Rating: Summary: Fire & Flesh Review: This book reads like a Terminator film and takes place in India in its opening chapters with an eloquently horrific and heart rending beginning. But the incredibly fresh "hot" and unique villain/creature--a symbiosis of man and beast within, host and hostess, you might say (extremely sexual)is this "wanna-be" snake diety coiled in the India native's abdomen--in its obsessive search for its brother snake and its human host lands in a Miami, Florida heatwave and is right at home. During its search, it must feed, and it does so by "smoking" humans and brething their smutty elements into its nostrils, and when the victims of "spontaneous human combustion" begin to accumulate and can no longer be ignored, all hell breaks loose in this break-neck but literary gem of a story. Miami, unlike India, is going to investigate sudden fire deaths, and soon firemen, police, and medical professional are overwhelmed. Kingsbury's creature is a rare breed in its uniqueness, and we all know how hard it is to find a horror novel with something new to say, but Kingsbury's leading the way back to originality and spirit in the horror novel. While it moves with such a forward dynamo that it may as well be a laser knife that author Evan Kingsbury is using for a pen, an his eloquent style and masterful sentencing is pure craft--harkening back to an era when craft in writing meant something, paying unintentional but clear homage to Poe, Lovecraft et.al while also blending in the tradition of the great modern masters of suspenseful horror: Rober Bloch and a touch of Richard Matheson--the emperors of horror writing. Great read and a class act--first rate, worthy of the bestseller list, it would curl Stephen King's hair. Careful Dean Koontz, this guy's on your heels!

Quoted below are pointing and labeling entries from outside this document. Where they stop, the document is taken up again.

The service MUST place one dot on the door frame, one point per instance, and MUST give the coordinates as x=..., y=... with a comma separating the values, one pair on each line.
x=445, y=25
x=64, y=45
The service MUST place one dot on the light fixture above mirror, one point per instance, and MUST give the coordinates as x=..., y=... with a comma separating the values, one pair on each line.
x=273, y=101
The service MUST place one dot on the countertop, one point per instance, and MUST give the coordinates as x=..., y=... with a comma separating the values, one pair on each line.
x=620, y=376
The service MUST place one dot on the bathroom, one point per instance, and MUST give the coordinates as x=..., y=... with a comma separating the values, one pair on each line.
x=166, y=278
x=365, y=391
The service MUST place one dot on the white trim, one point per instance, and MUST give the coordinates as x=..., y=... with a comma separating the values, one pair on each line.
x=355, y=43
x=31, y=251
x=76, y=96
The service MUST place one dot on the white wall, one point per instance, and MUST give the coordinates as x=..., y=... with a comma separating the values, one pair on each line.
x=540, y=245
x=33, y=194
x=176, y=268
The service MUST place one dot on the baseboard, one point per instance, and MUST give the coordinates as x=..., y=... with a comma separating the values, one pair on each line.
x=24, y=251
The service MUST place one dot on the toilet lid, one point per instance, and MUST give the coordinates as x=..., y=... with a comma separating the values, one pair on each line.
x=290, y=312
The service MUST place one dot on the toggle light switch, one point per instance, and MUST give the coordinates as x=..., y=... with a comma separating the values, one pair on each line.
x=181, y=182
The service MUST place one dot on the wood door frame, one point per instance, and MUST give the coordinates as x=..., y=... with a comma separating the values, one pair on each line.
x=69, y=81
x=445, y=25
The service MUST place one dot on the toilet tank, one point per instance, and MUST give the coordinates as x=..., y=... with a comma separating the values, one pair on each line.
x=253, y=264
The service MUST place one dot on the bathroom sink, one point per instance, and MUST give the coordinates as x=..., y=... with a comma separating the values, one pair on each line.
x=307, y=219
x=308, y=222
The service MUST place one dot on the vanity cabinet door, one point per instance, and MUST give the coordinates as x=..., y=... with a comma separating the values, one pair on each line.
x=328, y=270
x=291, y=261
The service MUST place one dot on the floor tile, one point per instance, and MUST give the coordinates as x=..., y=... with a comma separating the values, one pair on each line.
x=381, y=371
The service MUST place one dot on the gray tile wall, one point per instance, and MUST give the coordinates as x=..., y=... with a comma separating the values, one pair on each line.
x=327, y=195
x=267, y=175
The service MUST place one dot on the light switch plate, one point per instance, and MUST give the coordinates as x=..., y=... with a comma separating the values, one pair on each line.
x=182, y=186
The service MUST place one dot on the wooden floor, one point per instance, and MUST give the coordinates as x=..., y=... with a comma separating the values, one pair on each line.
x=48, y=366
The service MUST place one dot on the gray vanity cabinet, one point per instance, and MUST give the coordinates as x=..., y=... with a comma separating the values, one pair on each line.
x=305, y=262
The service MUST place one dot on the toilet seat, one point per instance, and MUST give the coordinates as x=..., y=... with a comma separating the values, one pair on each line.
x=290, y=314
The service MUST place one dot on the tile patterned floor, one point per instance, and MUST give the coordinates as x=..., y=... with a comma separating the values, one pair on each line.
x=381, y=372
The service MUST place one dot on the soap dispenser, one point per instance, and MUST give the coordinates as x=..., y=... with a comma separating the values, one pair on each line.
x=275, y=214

Rating: Summary: Enjoy Review: Your mentor, your surrogate father, one of your closest friends has a secret--one big enough to destroy all of humankind. Did you really know him at all? This dilemma threatens to overwhelm a young medical examiner in Miami. In the wake of her mentor's suicide, following a string of strange deaths, Dr. Angelica Hunter is left with an unfathomable mystery, but she must not wait to act. The fate of the world is the hands of Dr. Hunter and Detective Eric Brandon whose job it is to investigate these deaths. What unfolds from this point is a captivatingly written story of suspense that holds you in its grip until the very end. Pursued by a god/monster who wants nothing more than to incinerate the bodies and souls of everyone in his path, Dr. Hunter and Detective Brandon must find a way to stop him before he reaches full strength. Each page holds a new struggle and demands your full attention. Will the doctor and detective be able to save themselves, much less the world? Caution: Choose wisely where you decide to read this book. I read the entire second half of the book in one sitting while at my favorite hang out. Mesmerized by the story, I couldn't leave until I had finished.